Par Riwan Marhic
Du Berghain, on ne peut pas ramener de photos, mais on peut ramener des odeurs. C’est ce à quoi s’est attelée l’artiste Isabel Lewis. Dans ses “Occasions”, des performances artistiques qu’elle a déjà organisées au Palais de Tokyo et au Tate de Londres, elle met à profit les cinq sens de son public. Après avoir tenté de reproduire l’odeur de l’intelligence, la Berlinoise a décidé de reproduire l’ambiance olfactive du club techno de Friedrichshain pour l’une de ses créations sur la “bodily culture”, que l’on pourrait traduire par “culture du corps”.
Afin de réaliser ses expériences, elle s’est associée à chimiste touche-à-tout Sissel Tolaas. La Norvégienne, qui synthétise des odeurs depuis les années 1990, a su séduire autant le MoMA de New York que Louis Vuitton ou Ikea par ses créations odorantes. Pour cette nouvelle oeuvre, les artistes ont jeté leur dévolu sur l’ancienne centrale électrique de Berlin où les danseurs transpirent sur les rythmes des résidents Ben Klock ou Marcel Dettmann.
« Je m’y suis rendue avec la ferme intention de ne pas boire d’alcool, confie Lewis. Il fallait que je sois apte à sentir les choses. Et croyez-le ou non, j’ai passé la meilleure soirée de ma vie au Berghain ce soir-là. J’ai pu aspirer l’air de 30 ans de soirée, de fumée de cigarettes, d’alcool renversé au sol, senti l’odeur des milliers de corps transpirants, de la laque et du parfum bon marché. C’est l’odeur des phéromones. »
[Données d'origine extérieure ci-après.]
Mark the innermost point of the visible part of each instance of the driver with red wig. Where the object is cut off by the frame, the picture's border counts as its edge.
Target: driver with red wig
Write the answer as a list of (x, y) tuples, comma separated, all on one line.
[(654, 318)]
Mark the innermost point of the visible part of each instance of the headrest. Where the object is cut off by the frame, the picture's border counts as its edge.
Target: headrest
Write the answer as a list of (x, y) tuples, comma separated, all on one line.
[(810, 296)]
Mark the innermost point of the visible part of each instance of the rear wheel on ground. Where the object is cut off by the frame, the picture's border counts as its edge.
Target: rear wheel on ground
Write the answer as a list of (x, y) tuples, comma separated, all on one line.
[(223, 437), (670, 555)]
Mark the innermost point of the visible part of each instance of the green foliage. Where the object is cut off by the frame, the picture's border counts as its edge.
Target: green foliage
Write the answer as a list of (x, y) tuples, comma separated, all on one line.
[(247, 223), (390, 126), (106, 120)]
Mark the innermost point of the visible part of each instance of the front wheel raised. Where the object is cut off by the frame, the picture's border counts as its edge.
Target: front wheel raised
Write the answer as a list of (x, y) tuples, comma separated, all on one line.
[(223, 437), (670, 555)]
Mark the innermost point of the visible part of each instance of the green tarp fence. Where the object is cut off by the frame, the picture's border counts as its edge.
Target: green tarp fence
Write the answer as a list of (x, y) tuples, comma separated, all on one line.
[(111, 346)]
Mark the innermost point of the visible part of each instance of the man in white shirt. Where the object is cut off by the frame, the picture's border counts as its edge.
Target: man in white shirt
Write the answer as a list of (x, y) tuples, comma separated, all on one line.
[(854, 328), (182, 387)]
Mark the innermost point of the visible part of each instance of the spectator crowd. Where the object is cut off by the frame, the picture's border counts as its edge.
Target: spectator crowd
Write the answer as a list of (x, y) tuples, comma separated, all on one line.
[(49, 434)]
Résultat, un mélange entêtant qui a été diffusé pendant une “Occasion” l’été dernier. Agréable pour les uns, dégoûtant pour les autres, le produit n’est pas destiné à être mis en vente. Il aurait pourtant sa place au rayon des objets farfelus qui profitent du culte autour du Berghain pour faire leur beurre.